Melarung sesajen di laut lepas juga tidak ada kaitannya dengan syirik. Setidaknya ada niat untuk memberi makan raja ikan (Rajamena), yang dalam hal ini adalah ikan-ikan yang biasa kita tangkap dan konsumsi. Memberi makan kepada ikan sama sekali tidak ada kaitannya dengan perbuatan yang bertentangan dengan agama. Apa lagi, saat pelarungan diiringi dengan kalimat, “Laailaaha illallaah, Muhammadur Rasulullah.”
Agama di dalam tata laksana adat adalah sebuah kewajaran, daripada adat yang dipaksakan masuk ke dalam suatu agama.
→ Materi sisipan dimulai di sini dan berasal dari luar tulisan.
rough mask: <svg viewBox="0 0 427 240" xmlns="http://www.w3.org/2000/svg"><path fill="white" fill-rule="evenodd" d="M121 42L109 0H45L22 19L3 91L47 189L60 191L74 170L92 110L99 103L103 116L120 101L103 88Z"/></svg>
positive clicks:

Meski keduanya masih debatible (terdapat perbedaan pendapat) setidaknya dalam pelaksanaan rokat di Masalembu nuansa agama telah menjadi bagian yang tidak terpisahkan.
Demikianlah sekilas adat budaya yang terjadi di Masalembu, khususnya budaya rokat. Harapan dari kita semua, bahwa budaya ini jangan sampai hilang begitu saja karena berkembangnya suatu masa. Kita harus berusaha melestarikan budaya ini agar generasi kita, anak cucu, dan orang-orang setelah kita masih dapat menyaksikan indahnya pelaksanaan rokat.
Tidak menutup kemungkinan, bahwa ada di antara kita yang apatis bahkan cenderung anarkhis terhadap pelaksanaan rokat ini. Namun jika kita mampu menunjukkan sisi religi dan nilai-nilai budi yang ada di dalamnya, maka Upacara ini akan diterima oleh seluruh lapisan masyarakat. Melestarikan suatu budaya adalah suatu kewajiban, sebagaimana kita hidup juga wajib bersikap dan bernilai budaya. Budi daya kita adalah etika yang tidak boleh lepas dari hati kita masing-masing. Semoga tulisan ini bermanfaat bagi kita semua. Aamiin!